L’imputato ricorre per cassazione contro il capo di sentenza relativo agli interessi civili e denuncia:
1. mancanza di motivazione, perchè il giudice d’appello non ha assolutamente risposto alle censure concernenti l’ammontare eccessivo delle somme liquidate;
2. illogicità della motivazione, perchè l’esclusione delle circostanze aggravanti, implicando una valutazione di minore gravità del fatto, avrebbe dovuto comportare una corrispondente riduzione delle somme liquidate. p.2. Il ricorso è fondato.
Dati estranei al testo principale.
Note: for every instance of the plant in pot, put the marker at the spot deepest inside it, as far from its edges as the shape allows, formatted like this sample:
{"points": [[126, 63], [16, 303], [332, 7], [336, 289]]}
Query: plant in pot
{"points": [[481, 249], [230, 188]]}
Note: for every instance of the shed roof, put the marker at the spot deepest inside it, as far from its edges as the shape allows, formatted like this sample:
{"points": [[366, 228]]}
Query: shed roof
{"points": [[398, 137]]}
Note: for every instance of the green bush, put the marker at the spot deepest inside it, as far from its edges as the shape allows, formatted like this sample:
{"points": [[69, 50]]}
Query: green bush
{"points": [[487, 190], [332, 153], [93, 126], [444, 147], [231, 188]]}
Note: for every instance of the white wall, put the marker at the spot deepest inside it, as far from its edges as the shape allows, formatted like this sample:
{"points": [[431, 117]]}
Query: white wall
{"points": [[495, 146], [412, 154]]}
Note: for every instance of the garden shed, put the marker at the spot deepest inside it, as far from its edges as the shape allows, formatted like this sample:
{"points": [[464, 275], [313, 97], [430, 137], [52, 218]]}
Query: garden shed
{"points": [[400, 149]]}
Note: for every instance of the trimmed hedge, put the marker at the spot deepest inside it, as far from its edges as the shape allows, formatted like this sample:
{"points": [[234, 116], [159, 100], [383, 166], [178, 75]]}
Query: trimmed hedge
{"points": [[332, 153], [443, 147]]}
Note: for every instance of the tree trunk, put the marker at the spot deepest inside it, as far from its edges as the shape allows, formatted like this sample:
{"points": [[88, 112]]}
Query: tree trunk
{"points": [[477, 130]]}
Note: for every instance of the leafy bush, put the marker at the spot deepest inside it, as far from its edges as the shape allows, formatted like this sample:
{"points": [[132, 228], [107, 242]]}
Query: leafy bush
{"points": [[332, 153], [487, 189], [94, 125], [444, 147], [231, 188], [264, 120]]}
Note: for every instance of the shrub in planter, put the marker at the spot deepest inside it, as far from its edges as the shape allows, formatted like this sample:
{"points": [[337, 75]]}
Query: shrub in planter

Il giudice a quo non ha dato risposta alcuna alle motivate censure proposte nell’atto di appello in ordine all’entità delle somme liquidate nè, dopo avere escluso la sussistenza delle circostanze aggravanti afferenti ai reati di lesioni personali, ha apprezzato il ridimensionamento del danno correlativamente cagionato, diminuendo l’ammontare del risarcimento.
La sentenza impugnata, essendo dunque affetta dai vizi denunciati, dev’essere annullata a norma dell’art. 622 cod. proc. pen., con rinvio al giudice civile che, nel nuovo giudizio, curerà di colmare le lacune di motivazione sopra evidenziate.
P.Q.M.
La Corte di cassazione annulla la sentenza impugnata limitatamente alle statuizioni civili e rinvia per nuovo giudizio sul punto al giudice civile competente per valore in grado d’appello.